THE DAILY TELEGRAPH: Former Australian PM Paul Keating says World War I was "devoid of any virtue" and Australians will not be used as cannon fodder again
Paul Keating, Australia’s former prime minister, has used a memorial ceremony speech to lash out at the Great War as a European folly which was "devoid of any virtue", lamenting the use of Australian troops as “cannon fodder”.
Criticising European tribalism and racism, Mr Keating said Australia fought out of loyalty to imperial Britain but had already moved away from European values by the time of the war.

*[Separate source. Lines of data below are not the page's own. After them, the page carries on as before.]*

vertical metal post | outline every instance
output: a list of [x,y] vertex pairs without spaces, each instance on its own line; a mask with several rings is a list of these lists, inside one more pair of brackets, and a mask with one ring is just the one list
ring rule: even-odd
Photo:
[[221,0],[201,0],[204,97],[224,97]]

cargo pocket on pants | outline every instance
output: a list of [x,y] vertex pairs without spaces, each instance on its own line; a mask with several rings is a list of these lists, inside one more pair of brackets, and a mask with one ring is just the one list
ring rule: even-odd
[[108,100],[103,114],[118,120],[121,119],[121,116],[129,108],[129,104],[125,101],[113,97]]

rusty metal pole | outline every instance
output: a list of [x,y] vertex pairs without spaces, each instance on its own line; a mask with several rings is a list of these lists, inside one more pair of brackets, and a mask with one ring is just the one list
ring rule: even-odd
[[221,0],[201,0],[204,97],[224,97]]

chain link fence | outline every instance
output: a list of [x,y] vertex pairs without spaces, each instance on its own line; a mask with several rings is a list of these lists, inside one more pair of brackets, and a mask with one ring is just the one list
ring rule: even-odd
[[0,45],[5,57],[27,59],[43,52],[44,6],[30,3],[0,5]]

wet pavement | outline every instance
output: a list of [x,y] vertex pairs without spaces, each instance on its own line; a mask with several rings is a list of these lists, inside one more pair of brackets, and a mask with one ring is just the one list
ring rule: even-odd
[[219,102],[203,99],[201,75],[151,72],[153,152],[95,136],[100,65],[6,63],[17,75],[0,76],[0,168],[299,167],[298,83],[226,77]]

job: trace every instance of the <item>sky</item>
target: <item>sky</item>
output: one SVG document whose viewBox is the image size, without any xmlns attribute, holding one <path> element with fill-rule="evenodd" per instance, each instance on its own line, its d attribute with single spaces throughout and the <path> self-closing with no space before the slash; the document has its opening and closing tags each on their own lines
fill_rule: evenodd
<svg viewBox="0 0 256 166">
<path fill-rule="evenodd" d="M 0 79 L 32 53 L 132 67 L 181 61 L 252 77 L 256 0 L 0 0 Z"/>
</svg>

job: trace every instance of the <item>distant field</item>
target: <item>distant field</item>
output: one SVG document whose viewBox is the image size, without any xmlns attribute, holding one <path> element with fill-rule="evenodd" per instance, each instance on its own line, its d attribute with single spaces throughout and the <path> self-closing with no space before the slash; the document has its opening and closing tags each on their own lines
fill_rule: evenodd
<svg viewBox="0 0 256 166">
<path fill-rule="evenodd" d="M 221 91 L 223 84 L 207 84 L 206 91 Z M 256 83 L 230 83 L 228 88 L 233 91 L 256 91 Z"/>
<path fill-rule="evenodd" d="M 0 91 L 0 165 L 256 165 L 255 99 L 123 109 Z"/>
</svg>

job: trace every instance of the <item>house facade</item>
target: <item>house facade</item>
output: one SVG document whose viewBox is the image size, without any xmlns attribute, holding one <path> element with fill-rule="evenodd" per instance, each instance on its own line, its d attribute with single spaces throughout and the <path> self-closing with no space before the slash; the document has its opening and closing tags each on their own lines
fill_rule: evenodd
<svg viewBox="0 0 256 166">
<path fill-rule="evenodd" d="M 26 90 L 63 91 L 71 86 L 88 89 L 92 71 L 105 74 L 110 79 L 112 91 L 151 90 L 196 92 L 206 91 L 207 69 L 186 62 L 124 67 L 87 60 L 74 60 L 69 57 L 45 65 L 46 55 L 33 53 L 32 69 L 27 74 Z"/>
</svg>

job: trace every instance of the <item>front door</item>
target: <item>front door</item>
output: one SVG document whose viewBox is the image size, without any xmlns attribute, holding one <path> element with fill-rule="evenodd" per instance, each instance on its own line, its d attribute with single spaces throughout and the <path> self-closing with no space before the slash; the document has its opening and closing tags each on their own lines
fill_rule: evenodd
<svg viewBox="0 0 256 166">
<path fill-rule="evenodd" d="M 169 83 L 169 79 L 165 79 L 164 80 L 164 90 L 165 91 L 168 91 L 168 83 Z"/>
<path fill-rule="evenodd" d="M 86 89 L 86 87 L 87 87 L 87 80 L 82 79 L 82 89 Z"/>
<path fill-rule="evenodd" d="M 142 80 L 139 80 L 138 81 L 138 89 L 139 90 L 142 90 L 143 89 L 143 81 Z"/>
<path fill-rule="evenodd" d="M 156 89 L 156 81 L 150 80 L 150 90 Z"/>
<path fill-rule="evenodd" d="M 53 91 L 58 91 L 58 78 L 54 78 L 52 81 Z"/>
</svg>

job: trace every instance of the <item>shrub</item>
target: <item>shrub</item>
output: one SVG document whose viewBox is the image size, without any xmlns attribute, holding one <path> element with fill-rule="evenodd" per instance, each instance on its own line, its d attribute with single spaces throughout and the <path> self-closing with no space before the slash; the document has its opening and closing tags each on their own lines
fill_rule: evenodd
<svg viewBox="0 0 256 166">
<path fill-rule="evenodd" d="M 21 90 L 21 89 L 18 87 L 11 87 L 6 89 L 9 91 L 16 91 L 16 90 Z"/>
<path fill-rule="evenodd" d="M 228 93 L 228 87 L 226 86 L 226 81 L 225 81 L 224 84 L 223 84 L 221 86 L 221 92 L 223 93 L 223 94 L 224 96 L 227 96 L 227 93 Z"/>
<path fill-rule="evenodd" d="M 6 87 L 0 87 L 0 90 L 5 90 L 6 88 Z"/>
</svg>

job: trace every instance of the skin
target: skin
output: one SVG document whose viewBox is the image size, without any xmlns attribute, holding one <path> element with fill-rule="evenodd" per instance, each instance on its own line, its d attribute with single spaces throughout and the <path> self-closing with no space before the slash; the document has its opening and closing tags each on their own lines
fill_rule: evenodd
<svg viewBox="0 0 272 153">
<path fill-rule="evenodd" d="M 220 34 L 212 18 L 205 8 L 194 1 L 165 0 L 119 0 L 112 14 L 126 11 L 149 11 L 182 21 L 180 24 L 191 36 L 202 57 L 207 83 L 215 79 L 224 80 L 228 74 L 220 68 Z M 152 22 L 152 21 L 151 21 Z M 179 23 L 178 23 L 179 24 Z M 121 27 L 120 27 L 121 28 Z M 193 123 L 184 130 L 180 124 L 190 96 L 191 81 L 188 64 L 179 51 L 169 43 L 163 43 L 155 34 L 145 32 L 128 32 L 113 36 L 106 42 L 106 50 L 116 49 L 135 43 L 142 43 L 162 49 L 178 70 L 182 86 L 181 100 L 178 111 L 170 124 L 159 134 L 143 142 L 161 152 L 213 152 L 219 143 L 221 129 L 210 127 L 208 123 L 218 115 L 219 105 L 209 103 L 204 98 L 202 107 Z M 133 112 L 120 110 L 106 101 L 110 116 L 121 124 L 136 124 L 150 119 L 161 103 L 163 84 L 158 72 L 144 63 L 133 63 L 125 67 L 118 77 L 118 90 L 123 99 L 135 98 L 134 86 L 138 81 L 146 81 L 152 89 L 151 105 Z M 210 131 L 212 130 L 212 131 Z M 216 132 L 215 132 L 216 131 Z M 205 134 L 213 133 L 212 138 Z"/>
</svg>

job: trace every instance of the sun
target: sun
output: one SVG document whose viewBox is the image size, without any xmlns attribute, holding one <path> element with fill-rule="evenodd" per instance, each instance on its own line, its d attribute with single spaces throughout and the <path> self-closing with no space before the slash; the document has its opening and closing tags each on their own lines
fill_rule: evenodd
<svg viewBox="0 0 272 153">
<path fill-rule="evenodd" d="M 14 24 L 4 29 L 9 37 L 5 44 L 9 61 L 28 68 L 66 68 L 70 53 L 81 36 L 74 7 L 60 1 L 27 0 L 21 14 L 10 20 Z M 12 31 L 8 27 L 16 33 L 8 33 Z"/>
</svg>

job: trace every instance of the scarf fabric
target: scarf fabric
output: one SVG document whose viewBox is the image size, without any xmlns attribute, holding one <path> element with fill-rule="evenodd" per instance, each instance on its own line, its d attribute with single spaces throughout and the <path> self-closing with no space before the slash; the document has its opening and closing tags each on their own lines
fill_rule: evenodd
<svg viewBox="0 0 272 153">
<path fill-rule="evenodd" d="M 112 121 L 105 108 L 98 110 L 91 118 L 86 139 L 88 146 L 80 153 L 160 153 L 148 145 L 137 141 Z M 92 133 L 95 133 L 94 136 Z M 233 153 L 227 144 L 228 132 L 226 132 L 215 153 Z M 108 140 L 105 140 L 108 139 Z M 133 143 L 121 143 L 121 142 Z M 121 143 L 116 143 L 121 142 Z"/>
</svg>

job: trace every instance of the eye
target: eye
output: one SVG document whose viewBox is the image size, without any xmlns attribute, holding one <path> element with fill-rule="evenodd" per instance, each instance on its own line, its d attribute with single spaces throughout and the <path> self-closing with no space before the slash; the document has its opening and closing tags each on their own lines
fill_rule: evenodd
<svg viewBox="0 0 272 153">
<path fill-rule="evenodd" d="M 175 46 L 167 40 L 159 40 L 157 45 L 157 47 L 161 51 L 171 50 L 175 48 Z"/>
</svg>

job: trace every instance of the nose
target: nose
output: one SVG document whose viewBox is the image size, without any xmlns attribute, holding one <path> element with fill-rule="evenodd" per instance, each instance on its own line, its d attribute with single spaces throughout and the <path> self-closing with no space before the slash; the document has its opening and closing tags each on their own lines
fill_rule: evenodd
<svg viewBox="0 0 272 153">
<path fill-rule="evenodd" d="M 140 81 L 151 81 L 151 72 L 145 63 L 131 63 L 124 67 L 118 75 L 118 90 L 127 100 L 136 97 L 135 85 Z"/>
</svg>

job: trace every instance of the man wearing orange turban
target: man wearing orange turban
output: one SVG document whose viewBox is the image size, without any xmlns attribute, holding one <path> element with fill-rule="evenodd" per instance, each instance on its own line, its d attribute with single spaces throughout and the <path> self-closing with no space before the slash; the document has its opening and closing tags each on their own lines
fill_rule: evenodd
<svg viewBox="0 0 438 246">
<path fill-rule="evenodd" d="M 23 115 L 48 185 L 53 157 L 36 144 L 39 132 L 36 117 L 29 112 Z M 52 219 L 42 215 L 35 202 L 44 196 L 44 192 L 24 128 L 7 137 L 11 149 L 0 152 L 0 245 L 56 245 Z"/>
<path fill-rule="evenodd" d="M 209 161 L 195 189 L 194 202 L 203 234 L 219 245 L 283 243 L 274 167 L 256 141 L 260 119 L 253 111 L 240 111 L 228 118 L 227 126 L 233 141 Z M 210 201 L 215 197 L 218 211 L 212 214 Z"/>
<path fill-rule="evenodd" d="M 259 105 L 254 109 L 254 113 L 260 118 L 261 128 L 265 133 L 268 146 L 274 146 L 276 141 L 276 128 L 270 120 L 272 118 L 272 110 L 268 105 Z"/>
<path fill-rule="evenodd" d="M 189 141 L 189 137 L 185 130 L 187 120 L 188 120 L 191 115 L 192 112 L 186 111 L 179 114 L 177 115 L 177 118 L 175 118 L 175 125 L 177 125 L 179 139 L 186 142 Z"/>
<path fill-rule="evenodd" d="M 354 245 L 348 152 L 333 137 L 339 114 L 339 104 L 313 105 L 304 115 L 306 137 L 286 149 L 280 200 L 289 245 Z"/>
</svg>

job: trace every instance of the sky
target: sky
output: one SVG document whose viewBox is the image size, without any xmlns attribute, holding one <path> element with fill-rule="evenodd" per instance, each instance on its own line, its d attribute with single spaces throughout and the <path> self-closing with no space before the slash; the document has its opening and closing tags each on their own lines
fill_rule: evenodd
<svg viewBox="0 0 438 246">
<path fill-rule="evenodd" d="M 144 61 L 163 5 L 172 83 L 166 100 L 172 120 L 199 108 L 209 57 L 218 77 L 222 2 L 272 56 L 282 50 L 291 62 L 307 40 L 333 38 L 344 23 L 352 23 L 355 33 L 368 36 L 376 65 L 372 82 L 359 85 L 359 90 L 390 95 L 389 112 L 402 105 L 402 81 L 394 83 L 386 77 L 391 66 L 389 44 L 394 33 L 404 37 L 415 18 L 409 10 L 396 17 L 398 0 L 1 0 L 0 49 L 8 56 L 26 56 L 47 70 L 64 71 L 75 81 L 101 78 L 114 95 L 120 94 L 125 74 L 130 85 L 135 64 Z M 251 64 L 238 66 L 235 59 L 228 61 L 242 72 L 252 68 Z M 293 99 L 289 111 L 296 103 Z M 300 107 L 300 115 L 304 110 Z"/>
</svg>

He said the nation had developed an “Australian-ness” which was “free of the dismal legacy of Europe's ethnic stigmatisation and social stratification”.
"The First World War was a war devoid of any virtue. It arose from the quagmire of European tribalism," he said.
"A complex interplay of nation-state destinies overlaid by notions of cultural superiority peppered with racism."
Mr Keating, a staunch republican with a passion for history and oratory, used his Remembrance Day address in Canberra to declare that young Australians were now “too wise to the world to be cannon fodder of the kind their young forebears became”.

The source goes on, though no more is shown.